When a component has finished a task, it calls the

SetComplete
or
SetAbort
methods of its context object, which effectively tell MTS that the component has finished the task and that it no longer requires its internal state to be maintained—i.e. all the data it was holding has either been returned to the client or stored permanently on disk. At this point MTS knows that it can reclaim the component and use it again elsewhere. When the original application comes back to use the component again, MTS can provide a fresh copy of it with default values for all the properties, etc.

This last point is vitally important to bear in mind. MTS can only reuse a component when the client application no longer expects the state to be the same as before. In other words, property settings and other information stored inside the component will probably not be the same as the last time it used the component. The application must reset any values that it needs by, for example, setting all the properties again.

It's important to realize that it is the design of a component that dictates whether it requires its internal state to be maintained in order to function properly. Essentially, an object (in the traditional sense of the word) is a collection of data and methods that act upon the data. Most traditional client/server components follow a stateful paradigm, in which an object retains its data and methods in memory. Such components are created early and kept around for the entire duration of processing—and only released when the process completes.

Component Caching and Pooling

Originally it was suggested that MTS would provide pooling of component instances, as hinted at in the section above. In fact in the current release—and probably for the foreseeable future—this is not actually the case. The

CanBePooled
method that MTS implements for each installed component has no effect at present.

The non-implementation of object pooling arises because all components currently used in MTS run under the Apartment threading model. However, if you mark the objects as Both threaded (only C++ or J++ support this, and not VB) then these object will be able to be pooled when (and if) MTS does support this feature in the future.

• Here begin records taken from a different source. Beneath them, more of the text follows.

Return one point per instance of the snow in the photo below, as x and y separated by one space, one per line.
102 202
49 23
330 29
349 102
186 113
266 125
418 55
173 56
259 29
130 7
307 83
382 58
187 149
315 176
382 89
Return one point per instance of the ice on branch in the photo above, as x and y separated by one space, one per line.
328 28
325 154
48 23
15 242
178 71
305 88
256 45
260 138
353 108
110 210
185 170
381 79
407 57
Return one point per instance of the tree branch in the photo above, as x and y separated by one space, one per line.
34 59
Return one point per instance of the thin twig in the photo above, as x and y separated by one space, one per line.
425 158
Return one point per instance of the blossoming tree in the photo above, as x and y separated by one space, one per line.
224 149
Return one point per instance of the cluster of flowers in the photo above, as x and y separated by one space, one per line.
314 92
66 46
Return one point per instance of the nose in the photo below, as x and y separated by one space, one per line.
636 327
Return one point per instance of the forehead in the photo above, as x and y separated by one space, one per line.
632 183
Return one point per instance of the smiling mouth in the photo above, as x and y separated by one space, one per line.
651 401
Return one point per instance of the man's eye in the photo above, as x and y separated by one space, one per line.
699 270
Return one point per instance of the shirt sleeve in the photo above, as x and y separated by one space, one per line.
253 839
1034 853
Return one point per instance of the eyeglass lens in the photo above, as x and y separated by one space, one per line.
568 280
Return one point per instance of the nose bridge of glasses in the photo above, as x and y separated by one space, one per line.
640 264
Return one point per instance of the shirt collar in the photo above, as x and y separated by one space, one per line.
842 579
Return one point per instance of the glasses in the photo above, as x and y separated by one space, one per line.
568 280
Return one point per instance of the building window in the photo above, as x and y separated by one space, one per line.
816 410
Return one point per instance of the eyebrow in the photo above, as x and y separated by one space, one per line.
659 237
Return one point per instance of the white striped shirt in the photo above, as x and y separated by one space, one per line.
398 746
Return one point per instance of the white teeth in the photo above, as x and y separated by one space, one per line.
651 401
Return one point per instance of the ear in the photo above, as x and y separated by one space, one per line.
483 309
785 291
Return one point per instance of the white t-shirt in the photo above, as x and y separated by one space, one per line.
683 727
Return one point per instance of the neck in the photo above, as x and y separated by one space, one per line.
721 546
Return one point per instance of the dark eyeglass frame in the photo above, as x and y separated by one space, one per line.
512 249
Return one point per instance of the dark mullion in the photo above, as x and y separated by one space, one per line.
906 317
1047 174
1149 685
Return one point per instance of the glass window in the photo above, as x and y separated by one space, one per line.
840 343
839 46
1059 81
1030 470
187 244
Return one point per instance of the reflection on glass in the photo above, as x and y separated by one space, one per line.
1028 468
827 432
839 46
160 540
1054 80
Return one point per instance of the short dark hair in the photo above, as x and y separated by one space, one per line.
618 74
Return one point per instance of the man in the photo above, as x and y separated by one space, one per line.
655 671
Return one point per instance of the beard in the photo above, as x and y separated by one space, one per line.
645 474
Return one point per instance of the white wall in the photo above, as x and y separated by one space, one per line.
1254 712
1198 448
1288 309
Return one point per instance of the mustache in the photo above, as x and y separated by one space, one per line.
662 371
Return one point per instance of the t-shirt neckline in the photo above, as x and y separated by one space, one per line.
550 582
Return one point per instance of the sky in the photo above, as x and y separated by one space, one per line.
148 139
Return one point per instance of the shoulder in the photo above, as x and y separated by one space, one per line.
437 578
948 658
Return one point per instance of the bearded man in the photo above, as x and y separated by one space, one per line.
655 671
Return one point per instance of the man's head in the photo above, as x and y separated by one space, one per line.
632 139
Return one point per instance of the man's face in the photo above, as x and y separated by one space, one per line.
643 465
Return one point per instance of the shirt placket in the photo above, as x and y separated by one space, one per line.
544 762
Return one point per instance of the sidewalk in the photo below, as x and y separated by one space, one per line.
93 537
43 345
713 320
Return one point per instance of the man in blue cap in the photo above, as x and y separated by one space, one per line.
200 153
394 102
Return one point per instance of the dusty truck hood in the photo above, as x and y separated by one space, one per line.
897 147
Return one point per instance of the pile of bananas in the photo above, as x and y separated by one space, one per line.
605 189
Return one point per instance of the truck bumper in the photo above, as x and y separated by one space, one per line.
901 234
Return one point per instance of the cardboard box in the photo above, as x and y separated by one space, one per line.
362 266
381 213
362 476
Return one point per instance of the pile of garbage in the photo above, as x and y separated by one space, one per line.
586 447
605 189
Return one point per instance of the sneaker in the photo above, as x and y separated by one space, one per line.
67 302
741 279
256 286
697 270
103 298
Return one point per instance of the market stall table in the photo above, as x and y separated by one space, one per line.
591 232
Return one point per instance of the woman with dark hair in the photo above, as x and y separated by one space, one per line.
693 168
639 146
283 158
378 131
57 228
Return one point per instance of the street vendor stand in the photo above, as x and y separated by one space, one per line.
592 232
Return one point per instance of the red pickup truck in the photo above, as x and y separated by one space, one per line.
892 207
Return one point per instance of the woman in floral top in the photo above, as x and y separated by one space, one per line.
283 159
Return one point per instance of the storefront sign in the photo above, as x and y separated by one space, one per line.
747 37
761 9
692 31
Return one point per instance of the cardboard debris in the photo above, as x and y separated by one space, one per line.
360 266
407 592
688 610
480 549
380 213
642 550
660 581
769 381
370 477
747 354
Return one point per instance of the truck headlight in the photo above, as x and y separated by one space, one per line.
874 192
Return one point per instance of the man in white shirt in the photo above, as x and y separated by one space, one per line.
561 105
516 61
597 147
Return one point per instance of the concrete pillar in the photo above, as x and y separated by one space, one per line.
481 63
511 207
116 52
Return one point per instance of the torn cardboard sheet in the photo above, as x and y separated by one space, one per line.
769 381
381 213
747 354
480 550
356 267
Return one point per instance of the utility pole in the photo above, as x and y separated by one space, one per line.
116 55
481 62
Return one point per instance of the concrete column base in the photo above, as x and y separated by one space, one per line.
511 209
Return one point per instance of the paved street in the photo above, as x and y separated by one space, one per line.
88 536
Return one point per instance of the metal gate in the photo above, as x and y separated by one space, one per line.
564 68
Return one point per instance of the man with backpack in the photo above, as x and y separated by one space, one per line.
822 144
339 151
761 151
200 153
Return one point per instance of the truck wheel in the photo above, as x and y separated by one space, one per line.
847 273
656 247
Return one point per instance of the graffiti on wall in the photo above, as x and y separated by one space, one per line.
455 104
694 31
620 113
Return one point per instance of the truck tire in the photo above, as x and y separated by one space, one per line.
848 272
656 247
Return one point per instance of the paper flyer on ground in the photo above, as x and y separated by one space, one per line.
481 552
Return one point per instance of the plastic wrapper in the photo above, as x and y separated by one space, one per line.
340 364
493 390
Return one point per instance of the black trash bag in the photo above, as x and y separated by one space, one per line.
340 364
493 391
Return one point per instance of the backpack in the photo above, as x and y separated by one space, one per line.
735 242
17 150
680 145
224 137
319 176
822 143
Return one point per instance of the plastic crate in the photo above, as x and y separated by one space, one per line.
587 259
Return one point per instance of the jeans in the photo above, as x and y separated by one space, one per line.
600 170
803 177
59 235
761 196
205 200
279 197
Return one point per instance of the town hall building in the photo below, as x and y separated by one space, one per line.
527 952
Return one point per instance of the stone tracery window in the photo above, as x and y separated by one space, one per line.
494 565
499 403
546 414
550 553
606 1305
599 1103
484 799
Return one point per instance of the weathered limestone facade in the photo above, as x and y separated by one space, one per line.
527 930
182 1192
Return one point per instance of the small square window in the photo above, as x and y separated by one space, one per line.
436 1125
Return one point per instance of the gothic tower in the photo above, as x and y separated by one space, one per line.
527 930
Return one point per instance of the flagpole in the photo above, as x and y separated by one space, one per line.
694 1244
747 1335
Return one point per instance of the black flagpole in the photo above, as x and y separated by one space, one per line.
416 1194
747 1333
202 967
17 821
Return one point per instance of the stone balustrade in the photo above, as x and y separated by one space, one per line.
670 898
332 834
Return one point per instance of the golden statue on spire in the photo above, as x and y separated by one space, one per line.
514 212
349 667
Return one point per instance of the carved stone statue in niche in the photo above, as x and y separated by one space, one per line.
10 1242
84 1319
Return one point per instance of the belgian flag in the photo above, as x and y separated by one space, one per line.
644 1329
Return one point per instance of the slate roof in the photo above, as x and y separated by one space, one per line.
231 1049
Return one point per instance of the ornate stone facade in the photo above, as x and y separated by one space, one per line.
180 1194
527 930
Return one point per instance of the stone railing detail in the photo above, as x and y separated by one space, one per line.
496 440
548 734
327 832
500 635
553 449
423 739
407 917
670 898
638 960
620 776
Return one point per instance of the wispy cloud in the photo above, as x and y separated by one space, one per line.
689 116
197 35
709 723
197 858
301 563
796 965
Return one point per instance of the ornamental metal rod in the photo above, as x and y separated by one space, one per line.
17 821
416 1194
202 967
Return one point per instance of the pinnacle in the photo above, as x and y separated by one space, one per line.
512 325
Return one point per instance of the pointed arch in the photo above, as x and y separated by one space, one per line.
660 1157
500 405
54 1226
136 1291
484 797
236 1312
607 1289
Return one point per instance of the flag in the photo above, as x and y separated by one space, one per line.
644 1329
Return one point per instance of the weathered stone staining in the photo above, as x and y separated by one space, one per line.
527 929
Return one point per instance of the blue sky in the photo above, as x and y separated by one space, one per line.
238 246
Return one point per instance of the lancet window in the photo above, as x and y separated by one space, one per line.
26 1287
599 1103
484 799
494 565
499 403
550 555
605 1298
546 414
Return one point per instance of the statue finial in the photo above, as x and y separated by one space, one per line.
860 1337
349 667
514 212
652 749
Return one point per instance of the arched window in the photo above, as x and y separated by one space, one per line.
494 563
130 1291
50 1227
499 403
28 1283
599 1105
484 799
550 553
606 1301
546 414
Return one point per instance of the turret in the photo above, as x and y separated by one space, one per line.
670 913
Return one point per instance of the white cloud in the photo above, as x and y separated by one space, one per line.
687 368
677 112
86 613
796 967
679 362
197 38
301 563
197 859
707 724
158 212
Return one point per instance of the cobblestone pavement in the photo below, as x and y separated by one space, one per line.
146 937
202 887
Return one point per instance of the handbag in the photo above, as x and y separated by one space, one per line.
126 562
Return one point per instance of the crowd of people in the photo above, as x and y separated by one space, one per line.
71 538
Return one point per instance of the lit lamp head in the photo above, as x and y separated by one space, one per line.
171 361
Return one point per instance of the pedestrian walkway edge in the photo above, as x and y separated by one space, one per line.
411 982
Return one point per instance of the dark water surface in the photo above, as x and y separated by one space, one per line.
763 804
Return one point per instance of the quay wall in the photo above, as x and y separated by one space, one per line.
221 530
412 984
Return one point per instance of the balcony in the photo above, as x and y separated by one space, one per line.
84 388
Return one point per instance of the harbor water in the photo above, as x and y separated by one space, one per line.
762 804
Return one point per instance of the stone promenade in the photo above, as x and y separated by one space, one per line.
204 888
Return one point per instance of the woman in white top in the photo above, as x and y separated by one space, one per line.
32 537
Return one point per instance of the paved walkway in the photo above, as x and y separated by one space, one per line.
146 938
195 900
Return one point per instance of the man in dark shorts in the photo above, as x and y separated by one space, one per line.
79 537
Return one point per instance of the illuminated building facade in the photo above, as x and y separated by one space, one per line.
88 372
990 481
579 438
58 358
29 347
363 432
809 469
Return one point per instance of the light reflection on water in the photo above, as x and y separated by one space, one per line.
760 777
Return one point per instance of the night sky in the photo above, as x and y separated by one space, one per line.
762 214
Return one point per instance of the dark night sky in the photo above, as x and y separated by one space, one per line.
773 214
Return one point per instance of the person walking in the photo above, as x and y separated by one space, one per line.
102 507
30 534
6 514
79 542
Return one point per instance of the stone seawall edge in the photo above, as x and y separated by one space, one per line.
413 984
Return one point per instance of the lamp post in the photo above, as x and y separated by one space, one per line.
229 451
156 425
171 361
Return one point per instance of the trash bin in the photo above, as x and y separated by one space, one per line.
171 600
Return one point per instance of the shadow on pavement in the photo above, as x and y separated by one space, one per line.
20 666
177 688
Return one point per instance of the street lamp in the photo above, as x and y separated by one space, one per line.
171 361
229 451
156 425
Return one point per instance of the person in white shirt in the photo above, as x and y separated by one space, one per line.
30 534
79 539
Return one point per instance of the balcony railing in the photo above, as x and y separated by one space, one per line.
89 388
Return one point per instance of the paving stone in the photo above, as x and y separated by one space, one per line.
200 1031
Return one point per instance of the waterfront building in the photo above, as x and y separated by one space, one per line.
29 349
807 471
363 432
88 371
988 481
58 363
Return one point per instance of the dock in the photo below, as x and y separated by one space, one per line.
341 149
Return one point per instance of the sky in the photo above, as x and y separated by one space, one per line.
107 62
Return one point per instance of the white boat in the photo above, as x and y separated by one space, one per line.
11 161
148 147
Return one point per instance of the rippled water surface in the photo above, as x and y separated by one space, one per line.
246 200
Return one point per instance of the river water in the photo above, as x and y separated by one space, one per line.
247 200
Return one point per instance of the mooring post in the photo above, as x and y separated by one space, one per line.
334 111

MTS will cache the component itself, but it destroys instances of it when they are freed by the application that uses them; in other words when the application ends (or the ASP page is complete), or when the application or ASP code releases it's reference to the component explicitly. This may, for example, be the result of executing the line

Set
objectvariable
=
Nothing
.

However, MTS can efficiently create new instances of the component on demand from the cached object, so the lack of component instance pooling is not generally a disadvantage. In the cached state, a component is said to be deactivated. By default MTS maintains a component object in this state for three minutes after the last time it was referenced by an application, though this delay can be changed. The process of caching components like this is often referred to as Just-In-Time (JIT) Activation.